Circuit Tracing for Small Language Models

This project implements the Sparse Crosscoder approach described in "Sparse Crosscoders for Cross-Layer Features and Model Diffing" for analyzing circuits within small language models like Qwen 2.5-3B.

Overview

Sparse Crosscoders enable us to understand how language models process information internally by:

Identifying interpretable features across different layers of the model
Tracking how these features interact to form computational circuits
Visualizing attribution graphs showing information flow within the model

Unlike traditional approaches that analyze each layer independently, Crosscoders can discover features that span multiple layers, revealing how complex computations are distributed throughout the model.

Core Concepts

1. Cross-Layer Transcoder (CLT)

The Cross-Layer Transcoder is a sparse autoencoder that reads from one layer and writes to subsequent layers.
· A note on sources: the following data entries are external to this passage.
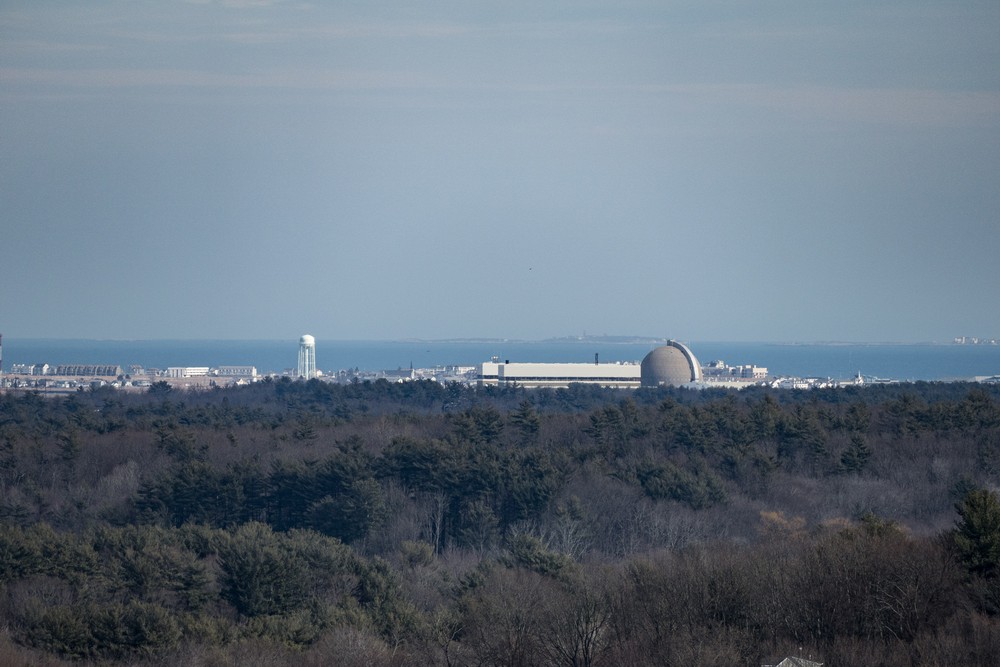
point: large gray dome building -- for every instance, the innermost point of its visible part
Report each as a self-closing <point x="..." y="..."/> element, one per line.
<point x="671" y="365"/>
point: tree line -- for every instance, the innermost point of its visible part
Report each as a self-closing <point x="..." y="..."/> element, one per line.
<point x="418" y="523"/>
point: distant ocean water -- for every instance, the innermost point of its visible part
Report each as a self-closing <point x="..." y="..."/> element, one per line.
<point x="839" y="361"/>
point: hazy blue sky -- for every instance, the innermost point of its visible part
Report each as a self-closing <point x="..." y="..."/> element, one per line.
<point x="703" y="170"/>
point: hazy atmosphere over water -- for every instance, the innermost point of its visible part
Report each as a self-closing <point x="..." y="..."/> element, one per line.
<point x="702" y="170"/>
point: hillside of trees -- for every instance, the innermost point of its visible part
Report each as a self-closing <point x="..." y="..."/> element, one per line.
<point x="417" y="524"/>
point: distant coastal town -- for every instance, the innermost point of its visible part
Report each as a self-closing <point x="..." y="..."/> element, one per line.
<point x="670" y="363"/>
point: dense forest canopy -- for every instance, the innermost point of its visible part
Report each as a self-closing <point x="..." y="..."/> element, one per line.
<point x="418" y="523"/>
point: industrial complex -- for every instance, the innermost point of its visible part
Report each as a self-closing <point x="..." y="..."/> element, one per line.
<point x="672" y="364"/>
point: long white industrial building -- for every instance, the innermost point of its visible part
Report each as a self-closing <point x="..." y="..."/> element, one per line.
<point x="621" y="375"/>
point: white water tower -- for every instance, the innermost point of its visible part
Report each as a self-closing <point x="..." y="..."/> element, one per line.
<point x="307" y="357"/>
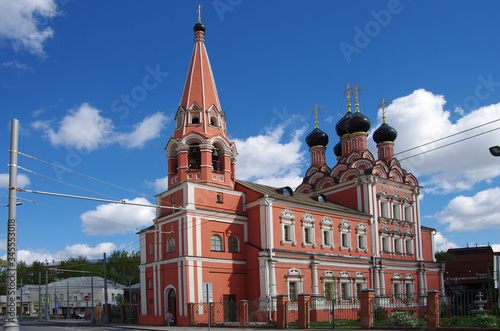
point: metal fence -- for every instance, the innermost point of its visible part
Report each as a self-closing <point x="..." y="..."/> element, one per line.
<point x="392" y="309"/>
<point x="462" y="307"/>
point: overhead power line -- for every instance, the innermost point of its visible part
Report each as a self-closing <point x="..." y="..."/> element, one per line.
<point x="87" y="176"/>
<point x="449" y="136"/>
<point x="122" y="202"/>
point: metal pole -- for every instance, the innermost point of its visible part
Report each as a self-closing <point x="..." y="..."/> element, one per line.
<point x="21" y="296"/>
<point x="39" y="296"/>
<point x="92" y="294"/>
<point x="11" y="312"/>
<point x="67" y="298"/>
<point x="208" y="308"/>
<point x="46" y="295"/>
<point x="106" y="317"/>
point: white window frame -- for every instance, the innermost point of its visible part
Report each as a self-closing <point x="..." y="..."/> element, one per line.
<point x="293" y="276"/>
<point x="288" y="219"/>
<point x="308" y="222"/>
<point x="345" y="230"/>
<point x="327" y="228"/>
<point x="361" y="237"/>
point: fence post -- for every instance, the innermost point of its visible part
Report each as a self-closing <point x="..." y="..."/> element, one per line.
<point x="366" y="310"/>
<point x="432" y="309"/>
<point x="282" y="311"/>
<point x="191" y="313"/>
<point x="243" y="313"/>
<point x="304" y="302"/>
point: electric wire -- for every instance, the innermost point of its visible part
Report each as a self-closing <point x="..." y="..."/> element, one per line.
<point x="87" y="176"/>
<point x="449" y="144"/>
<point x="449" y="136"/>
<point x="62" y="182"/>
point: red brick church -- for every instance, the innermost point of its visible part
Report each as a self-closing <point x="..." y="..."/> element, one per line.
<point x="348" y="227"/>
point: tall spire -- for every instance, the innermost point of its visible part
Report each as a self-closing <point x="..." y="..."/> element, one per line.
<point x="200" y="84"/>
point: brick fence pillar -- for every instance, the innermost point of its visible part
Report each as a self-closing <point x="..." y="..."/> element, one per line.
<point x="366" y="310"/>
<point x="190" y="313"/>
<point x="304" y="305"/>
<point x="212" y="313"/>
<point x="282" y="311"/>
<point x="243" y="313"/>
<point x="433" y="309"/>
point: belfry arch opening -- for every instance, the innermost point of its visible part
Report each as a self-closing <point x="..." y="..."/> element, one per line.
<point x="194" y="154"/>
<point x="217" y="158"/>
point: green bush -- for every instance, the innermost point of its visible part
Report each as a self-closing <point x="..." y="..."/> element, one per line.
<point x="485" y="321"/>
<point x="402" y="318"/>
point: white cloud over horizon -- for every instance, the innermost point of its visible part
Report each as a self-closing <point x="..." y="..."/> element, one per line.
<point x="73" y="251"/>
<point x="441" y="243"/>
<point x="84" y="128"/>
<point x="22" y="181"/>
<point x="271" y="160"/>
<point x="22" y="24"/>
<point x="421" y="118"/>
<point x="472" y="213"/>
<point x="110" y="219"/>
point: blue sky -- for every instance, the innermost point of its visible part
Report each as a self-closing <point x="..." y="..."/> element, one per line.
<point x="95" y="86"/>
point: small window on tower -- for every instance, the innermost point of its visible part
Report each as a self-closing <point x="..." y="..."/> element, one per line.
<point x="195" y="119"/>
<point x="213" y="121"/>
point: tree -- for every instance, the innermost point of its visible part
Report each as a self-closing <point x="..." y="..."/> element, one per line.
<point x="123" y="266"/>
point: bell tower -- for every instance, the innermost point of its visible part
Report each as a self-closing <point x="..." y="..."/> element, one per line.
<point x="199" y="149"/>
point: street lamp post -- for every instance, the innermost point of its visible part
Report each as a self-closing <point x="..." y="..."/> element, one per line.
<point x="11" y="322"/>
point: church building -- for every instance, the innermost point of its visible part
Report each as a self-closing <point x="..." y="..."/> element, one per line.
<point x="348" y="227"/>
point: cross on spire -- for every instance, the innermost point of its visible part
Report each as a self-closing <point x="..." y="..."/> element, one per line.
<point x="199" y="13"/>
<point x="356" y="90"/>
<point x="348" y="91"/>
<point x="383" y="108"/>
<point x="315" y="110"/>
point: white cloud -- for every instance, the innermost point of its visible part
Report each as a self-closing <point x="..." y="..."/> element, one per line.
<point x="159" y="185"/>
<point x="442" y="244"/>
<point x="109" y="219"/>
<point x="148" y="129"/>
<point x="472" y="213"/>
<point x="16" y="65"/>
<point x="22" y="23"/>
<point x="22" y="181"/>
<point x="85" y="129"/>
<point x="29" y="256"/>
<point x="421" y="118"/>
<point x="82" y="128"/>
<point x="266" y="159"/>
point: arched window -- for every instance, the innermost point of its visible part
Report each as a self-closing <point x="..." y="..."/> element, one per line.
<point x="195" y="119"/>
<point x="233" y="245"/>
<point x="171" y="245"/>
<point x="217" y="160"/>
<point x="194" y="156"/>
<point x="213" y="121"/>
<point x="216" y="243"/>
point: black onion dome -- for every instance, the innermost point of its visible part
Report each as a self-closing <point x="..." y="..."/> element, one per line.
<point x="358" y="123"/>
<point x="340" y="127"/>
<point x="337" y="149"/>
<point x="317" y="138"/>
<point x="385" y="133"/>
<point x="199" y="27"/>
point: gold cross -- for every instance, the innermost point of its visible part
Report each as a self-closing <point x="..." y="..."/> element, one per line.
<point x="383" y="108"/>
<point x="315" y="114"/>
<point x="348" y="91"/>
<point x="356" y="90"/>
<point x="199" y="13"/>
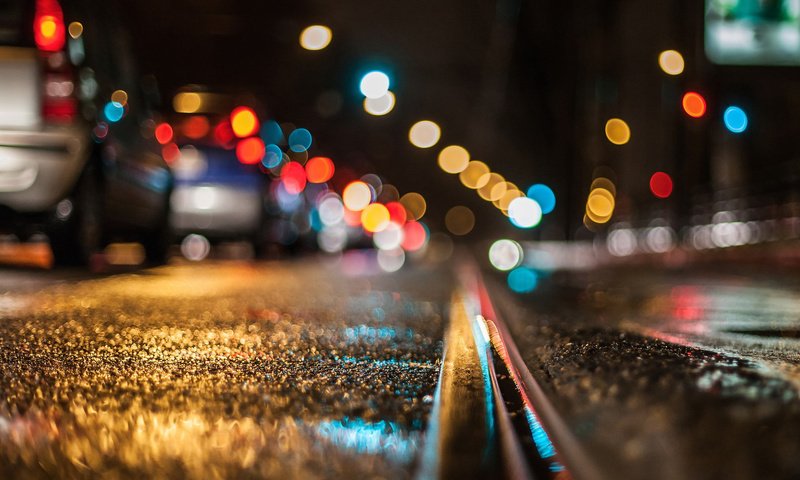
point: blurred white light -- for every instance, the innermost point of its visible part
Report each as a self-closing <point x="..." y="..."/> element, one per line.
<point x="524" y="212"/>
<point x="375" y="84"/>
<point x="391" y="260"/>
<point x="315" y="37"/>
<point x="505" y="254"/>
<point x="381" y="105"/>
<point x="195" y="247"/>
<point x="621" y="243"/>
<point x="332" y="239"/>
<point x="331" y="210"/>
<point x="424" y="134"/>
<point x="389" y="238"/>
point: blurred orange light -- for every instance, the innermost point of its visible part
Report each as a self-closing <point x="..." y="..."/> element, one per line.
<point x="244" y="121"/>
<point x="694" y="104"/>
<point x="397" y="212"/>
<point x="414" y="236"/>
<point x="163" y="133"/>
<point x="357" y="195"/>
<point x="250" y="150"/>
<point x="196" y="127"/>
<point x="375" y="217"/>
<point x="319" y="169"/>
<point x="293" y="176"/>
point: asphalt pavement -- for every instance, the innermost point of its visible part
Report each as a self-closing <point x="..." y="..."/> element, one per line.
<point x="304" y="369"/>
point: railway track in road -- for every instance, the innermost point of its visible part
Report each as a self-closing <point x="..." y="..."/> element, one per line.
<point x="513" y="430"/>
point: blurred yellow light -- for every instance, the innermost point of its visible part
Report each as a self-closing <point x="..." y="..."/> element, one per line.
<point x="414" y="204"/>
<point x="75" y="29"/>
<point x="315" y="37"/>
<point x="356" y="196"/>
<point x="187" y="102"/>
<point x="453" y="159"/>
<point x="120" y="97"/>
<point x="473" y="175"/>
<point x="512" y="192"/>
<point x="487" y="191"/>
<point x="244" y="122"/>
<point x="617" y="131"/>
<point x="459" y="220"/>
<point x="671" y="62"/>
<point x="600" y="204"/>
<point x="379" y="106"/>
<point x="604" y="183"/>
<point x="424" y="134"/>
<point x="375" y="217"/>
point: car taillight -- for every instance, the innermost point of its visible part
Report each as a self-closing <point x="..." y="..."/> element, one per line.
<point x="59" y="104"/>
<point x="48" y="26"/>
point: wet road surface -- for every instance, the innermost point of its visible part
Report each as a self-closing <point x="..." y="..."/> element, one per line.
<point x="292" y="369"/>
<point x="669" y="374"/>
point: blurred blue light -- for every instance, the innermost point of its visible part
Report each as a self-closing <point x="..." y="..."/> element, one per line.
<point x="544" y="196"/>
<point x="113" y="111"/>
<point x="272" y="156"/>
<point x="735" y="119"/>
<point x="300" y="140"/>
<point x="271" y="133"/>
<point x="522" y="280"/>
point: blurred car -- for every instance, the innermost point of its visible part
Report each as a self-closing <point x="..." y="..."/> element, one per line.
<point x="75" y="160"/>
<point x="219" y="190"/>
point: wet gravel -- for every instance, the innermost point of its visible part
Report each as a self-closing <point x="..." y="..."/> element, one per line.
<point x="648" y="408"/>
<point x="294" y="370"/>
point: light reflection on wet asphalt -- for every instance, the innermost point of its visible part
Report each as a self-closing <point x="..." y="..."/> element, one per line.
<point x="287" y="370"/>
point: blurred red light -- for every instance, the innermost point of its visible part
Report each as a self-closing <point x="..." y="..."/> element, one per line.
<point x="414" y="236"/>
<point x="293" y="176"/>
<point x="223" y="134"/>
<point x="694" y="104"/>
<point x="397" y="212"/>
<point x="661" y="185"/>
<point x="163" y="133"/>
<point x="171" y="153"/>
<point x="319" y="169"/>
<point x="250" y="150"/>
<point x="48" y="26"/>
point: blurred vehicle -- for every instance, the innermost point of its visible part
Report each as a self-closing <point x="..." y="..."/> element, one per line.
<point x="75" y="159"/>
<point x="219" y="188"/>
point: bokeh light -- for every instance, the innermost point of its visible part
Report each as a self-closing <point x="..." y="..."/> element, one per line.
<point x="375" y="217"/>
<point x="671" y="62"/>
<point x="163" y="133"/>
<point x="424" y="134"/>
<point x="505" y="254"/>
<point x="694" y="104"/>
<point x="315" y="37"/>
<point x="300" y="140"/>
<point x="661" y="185"/>
<point x="474" y="174"/>
<point x="293" y="177"/>
<point x="522" y="280"/>
<point x="617" y="131"/>
<point x="244" y="122"/>
<point x="319" y="169"/>
<point x="459" y="220"/>
<point x="453" y="159"/>
<point x="415" y="235"/>
<point x="356" y="196"/>
<point x="415" y="205"/>
<point x="544" y="196"/>
<point x="735" y="119"/>
<point x="381" y="105"/>
<point x="524" y="212"/>
<point x="250" y="151"/>
<point x="374" y="84"/>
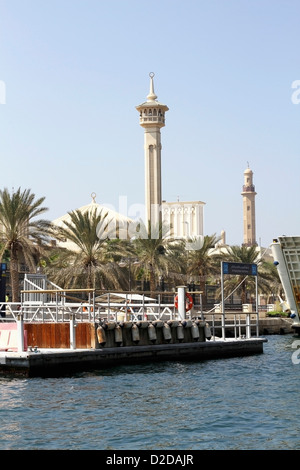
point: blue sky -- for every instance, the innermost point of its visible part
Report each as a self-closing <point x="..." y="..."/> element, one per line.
<point x="74" y="70"/>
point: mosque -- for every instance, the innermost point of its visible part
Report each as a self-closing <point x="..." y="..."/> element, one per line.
<point x="182" y="219"/>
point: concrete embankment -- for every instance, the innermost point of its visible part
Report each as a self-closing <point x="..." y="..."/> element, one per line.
<point x="266" y="326"/>
<point x="114" y="344"/>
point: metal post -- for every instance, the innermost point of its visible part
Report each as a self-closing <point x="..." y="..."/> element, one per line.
<point x="248" y="327"/>
<point x="20" y="332"/>
<point x="223" y="302"/>
<point x="94" y="309"/>
<point x="72" y="331"/>
<point x="181" y="302"/>
<point x="201" y="307"/>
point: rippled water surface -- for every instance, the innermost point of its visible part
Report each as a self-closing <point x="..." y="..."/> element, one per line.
<point x="239" y="403"/>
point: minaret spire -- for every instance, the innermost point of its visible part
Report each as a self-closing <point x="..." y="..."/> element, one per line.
<point x="249" y="194"/>
<point x="152" y="96"/>
<point x="152" y="119"/>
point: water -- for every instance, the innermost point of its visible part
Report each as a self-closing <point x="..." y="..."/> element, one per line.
<point x="239" y="403"/>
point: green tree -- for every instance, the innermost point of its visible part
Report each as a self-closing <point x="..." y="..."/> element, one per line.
<point x="248" y="255"/>
<point x="89" y="262"/>
<point x="158" y="254"/>
<point x="22" y="236"/>
<point x="204" y="261"/>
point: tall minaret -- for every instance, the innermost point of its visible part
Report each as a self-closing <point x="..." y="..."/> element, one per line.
<point x="249" y="208"/>
<point x="152" y="118"/>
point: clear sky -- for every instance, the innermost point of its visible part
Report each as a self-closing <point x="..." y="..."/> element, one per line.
<point x="72" y="72"/>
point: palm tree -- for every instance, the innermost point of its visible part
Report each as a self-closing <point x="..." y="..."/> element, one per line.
<point x="157" y="254"/>
<point x="204" y="261"/>
<point x="90" y="260"/>
<point x="248" y="255"/>
<point x="22" y="236"/>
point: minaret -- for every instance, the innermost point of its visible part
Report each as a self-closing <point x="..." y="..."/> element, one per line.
<point x="249" y="208"/>
<point x="152" y="118"/>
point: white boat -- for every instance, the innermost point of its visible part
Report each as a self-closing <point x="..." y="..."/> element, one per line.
<point x="286" y="254"/>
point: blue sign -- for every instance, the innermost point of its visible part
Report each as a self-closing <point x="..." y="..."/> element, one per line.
<point x="241" y="269"/>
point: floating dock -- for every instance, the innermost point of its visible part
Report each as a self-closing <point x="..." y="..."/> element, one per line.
<point x="46" y="335"/>
<point x="113" y="345"/>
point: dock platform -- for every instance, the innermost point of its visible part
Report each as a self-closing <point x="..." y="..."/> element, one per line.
<point x="62" y="362"/>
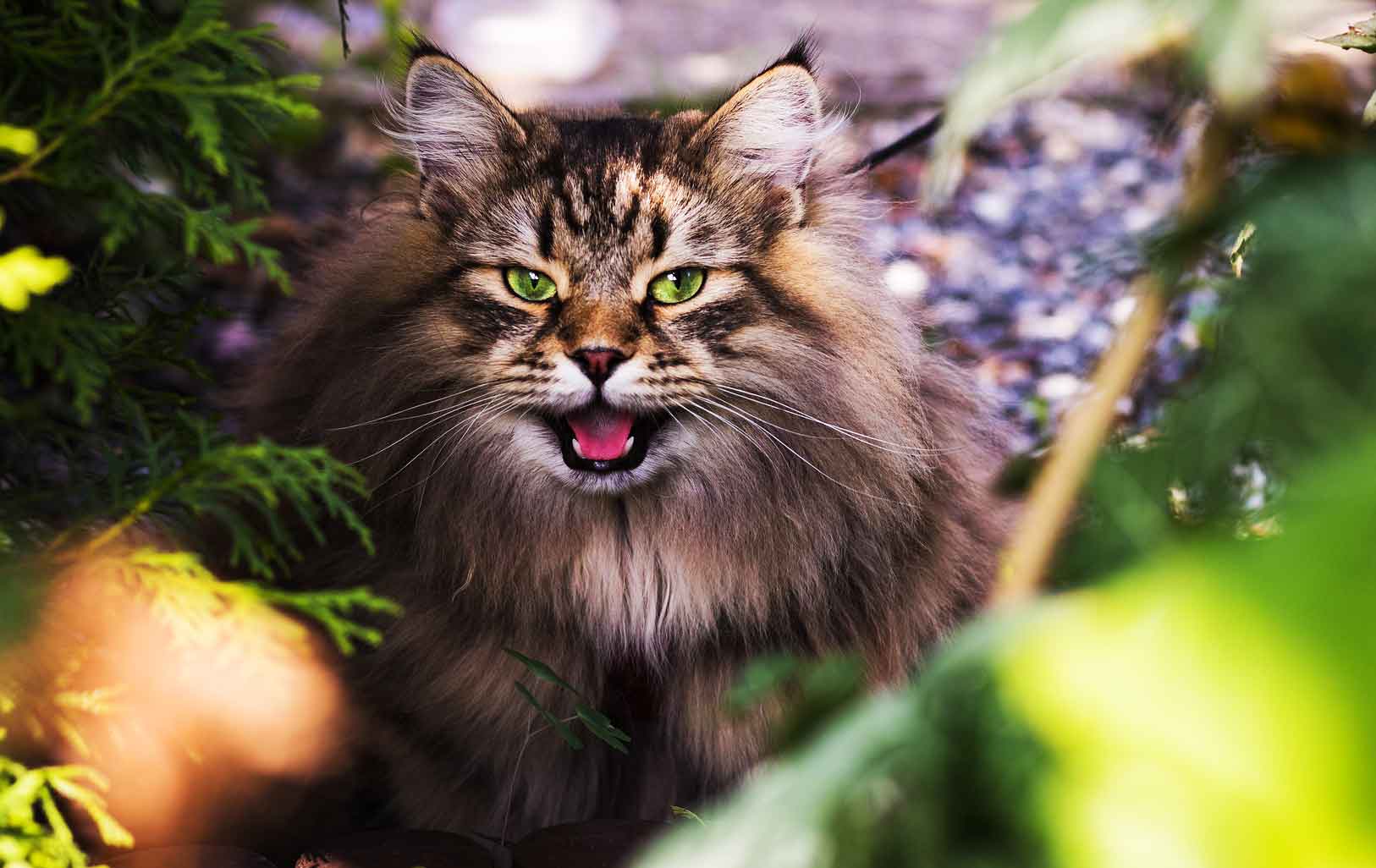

It learns interpretable features that can track how information flows through the model.

Key equations:

Feature Activation: aₗ = JumpReLU(W_enc_l * xₗ)
Layer Reconstruction: ŷₗ = ∑_{l'=1}^l W_dec_l'→l * aₗ'

2. Attribution Graphs

Attribution graphs reveal how features influence each other and ultimately contribute to the model's output:

Nodes: Individual features
Edges: Attributions (strength of influence) between features
Attribution calculation: A_s→t := a_s * w_s→t

Installation

# Clone the repository
git clone https://github.com/username/circuit-tracing.git
cd circuit-tracing

# Install dependencies
pip install torch transformers matplotlib networkx numpy tqdm

Usage

Training a Cross-Layer Transcoder

python example_usage.py --mode train \
    --model_name Qwen/Qwen2.5-3B \
    --clt_path ./models/clt_qwen25_3b \
    --train_samples 1000 \
    --data_path ./data/training_text.txt

python circuit_tracing_example.py --mode train --model_name Qwen/Qwen2.5-3B --clt_path models/clt_qwen25_3b --train_samples 25 --data_path training/demo/demo_training_data_25.txt

Analyzing Prompts

python example_usage.py --mode analyze \
    --model_name Qwen/Qwen2.5-3B \
    --clt_path ./models/clt_qwen25_3b \
    --prompt "The capital of France is"

python circuit_tracing_example.py --mode analyze --model_name Qwen/Qwen2.5-3B --clt_path models/clt_qwen25_3b --prompt "The capital of France is"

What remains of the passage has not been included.